Peter Guthrie Tait : new insights into aspects of his life and work : and associated topics in the history of mathematics

Lewis, Elizabeth Faith January 2015 (has links)
In this thesis I present new insights into aspects of Peter Guthrie Tait's life and work, derived principally from largely-unexplored primary source material: Tait's scrapbook, the Tait–Maxwell school-book and Tait's pocket notebook. By way of associated historical insights, I also come to discuss the innovative and far-reaching mathematics of the elusive Frenchman, C.-V. Mourey. P. G. Tait (1831–1901) F.R.S.E., Professor of Mathematics at the Queen's College, Belfast (1854–1860) and of Natural Philosophy at the University of Edinburgh (1860–1901), was one of the leading physicists and mathematicians in Europe in the nineteenth century. His expertise encompassed the breadth of physical science and mathematics. However, since the nineteenth century he has been unfortunately overlooked—overshadowed, perhaps, by the brilliance of his personal friends, James Clerk Maxwell (1831–1879), Sir William Rowan Hamilton (1805–1865) and William Thomson (1824–1907), later Lord Kelvin. Here I present the results of extensive research into the Tait family history. I explore the spiritual aspect of Tait's life in connection with The Unseen Universe (1875) which Tait co-authored with Balfour Stewart (1828–1887). I also reveal Tait's surprising involvement in statistics and give an account of his introduction to complex numbers, as a schoolboy at the Edinburgh Academy.

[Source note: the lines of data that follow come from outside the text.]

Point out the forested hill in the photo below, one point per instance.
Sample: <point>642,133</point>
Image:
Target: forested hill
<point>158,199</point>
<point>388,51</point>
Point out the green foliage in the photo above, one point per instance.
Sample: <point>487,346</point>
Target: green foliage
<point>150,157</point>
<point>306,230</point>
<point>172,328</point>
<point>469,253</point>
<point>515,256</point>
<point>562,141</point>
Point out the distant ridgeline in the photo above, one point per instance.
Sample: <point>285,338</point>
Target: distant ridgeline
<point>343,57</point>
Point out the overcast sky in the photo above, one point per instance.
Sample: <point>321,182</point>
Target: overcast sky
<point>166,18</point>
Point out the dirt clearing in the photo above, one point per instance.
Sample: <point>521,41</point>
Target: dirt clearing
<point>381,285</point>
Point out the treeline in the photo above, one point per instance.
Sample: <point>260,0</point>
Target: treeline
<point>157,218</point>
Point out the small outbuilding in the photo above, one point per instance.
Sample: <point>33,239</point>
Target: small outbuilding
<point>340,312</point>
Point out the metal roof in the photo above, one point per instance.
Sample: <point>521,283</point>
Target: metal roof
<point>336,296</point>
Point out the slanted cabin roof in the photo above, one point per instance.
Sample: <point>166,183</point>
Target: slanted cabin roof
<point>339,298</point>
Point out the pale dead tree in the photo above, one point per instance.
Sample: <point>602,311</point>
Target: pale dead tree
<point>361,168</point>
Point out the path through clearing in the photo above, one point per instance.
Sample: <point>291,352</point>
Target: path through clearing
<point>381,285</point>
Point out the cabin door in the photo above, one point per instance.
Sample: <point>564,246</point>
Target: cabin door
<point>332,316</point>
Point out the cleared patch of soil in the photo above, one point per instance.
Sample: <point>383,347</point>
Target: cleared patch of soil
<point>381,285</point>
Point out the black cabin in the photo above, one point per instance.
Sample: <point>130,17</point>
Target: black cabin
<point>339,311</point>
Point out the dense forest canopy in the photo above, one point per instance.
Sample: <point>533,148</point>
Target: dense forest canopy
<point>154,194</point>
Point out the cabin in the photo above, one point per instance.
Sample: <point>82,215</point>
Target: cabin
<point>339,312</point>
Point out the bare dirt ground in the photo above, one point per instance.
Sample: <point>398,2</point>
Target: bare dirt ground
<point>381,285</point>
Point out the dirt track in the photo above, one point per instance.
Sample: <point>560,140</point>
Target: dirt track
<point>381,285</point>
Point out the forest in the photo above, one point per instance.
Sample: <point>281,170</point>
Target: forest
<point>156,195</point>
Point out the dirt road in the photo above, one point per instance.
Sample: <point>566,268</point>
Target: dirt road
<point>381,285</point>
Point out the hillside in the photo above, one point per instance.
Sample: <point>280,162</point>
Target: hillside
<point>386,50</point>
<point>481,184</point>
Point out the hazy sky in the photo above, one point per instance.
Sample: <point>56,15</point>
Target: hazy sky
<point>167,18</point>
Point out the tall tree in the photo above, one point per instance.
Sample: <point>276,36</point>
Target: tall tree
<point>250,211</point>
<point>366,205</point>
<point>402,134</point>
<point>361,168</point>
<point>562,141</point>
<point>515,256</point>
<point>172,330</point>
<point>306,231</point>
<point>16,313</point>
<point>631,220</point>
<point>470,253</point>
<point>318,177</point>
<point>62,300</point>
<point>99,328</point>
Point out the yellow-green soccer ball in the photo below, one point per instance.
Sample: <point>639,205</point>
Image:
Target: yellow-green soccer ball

A highlight of the thesis is a re-evaluation of C.-V. Mourey's 1828 work, La Vraie Théorie des quantités négatives et des quantités prétendues imaginaires, which I consider from the perspective of algebraic reform. The thesis also contains: (i) a transcription of an unpublished paper by Hamilton on the fundamental theorem of algebra which was inspired by Mourey and (ii) new biographical information on Mourey.